3. Latin (Late 2nd century)
Latin was not the first.
The earliest Latin translations, now called Old Latin or Vetus Latina, were made around AD 180–200, mainly in North Africa and Rome. These came before Jerome’s Vulgate (late 4th century), which replaced the many competing Old Latin versions.
4. Later translations: Armenian, Georgian, Gothic, Ethiopic
These appear from the 4th century onward and do not belong in the “earliest possible” tier.
Why Syriac and Coptic came first
Greek was the lingua franca of the Roman East. Most converts in the earliest decades could read Greek. Translations only became necessary when Christianity reached deeply into regions where Greek had not penetrated strongly.
That’s why:
• Syriac emerged in the East (Edessa, Nisibis)

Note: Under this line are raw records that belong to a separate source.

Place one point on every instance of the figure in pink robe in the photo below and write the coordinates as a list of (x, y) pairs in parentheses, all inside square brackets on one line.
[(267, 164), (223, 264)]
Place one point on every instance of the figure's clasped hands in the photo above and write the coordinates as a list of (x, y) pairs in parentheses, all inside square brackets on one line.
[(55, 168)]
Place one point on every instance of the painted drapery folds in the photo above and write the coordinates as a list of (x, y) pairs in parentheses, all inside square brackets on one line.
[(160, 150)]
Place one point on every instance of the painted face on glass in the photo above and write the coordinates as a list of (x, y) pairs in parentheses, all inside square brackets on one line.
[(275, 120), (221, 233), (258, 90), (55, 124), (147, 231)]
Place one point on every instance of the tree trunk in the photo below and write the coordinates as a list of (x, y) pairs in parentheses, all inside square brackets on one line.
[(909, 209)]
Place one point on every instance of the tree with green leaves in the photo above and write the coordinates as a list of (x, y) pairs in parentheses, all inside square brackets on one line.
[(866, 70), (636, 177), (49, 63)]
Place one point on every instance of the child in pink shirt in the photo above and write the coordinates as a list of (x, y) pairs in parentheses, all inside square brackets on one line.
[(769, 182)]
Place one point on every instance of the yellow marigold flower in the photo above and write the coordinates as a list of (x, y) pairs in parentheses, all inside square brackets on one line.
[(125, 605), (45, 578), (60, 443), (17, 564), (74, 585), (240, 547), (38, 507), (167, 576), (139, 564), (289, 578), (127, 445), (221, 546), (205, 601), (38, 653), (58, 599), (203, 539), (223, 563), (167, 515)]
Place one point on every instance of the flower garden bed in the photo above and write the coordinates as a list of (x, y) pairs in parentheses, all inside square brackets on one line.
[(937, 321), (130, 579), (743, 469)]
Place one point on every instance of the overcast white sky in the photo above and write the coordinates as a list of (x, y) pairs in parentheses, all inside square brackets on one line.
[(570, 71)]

• Coptic emerged in the South (Egypt)
These are natural “first translation zones.”
Did the original autographs get translated directly?
Not likely.
Translators would have used early local Greek manuscripts, not the original autographs.
This means:
• Syriac Christians translated from early Eastern Greek texts
• Coptic Christians translated from early Alexandrian Greek texts
• Latin Christians translated from Western Greek texts
None of these were identical. That’s why the early translations preserve different “families” of readings.
This is one of the strongest historical proofs against the idea of a single, perfect textual line (e.g., a strict “KJV-only” claim). The textual world was diverse from the beginning.
The surprising truth
The first Christians had no problem with this diversity.
They cared most about the message, not absolute uniformity of every syllable.
Textual variety is not a late corruption.
It is a feature of Christianity from its earliest decades.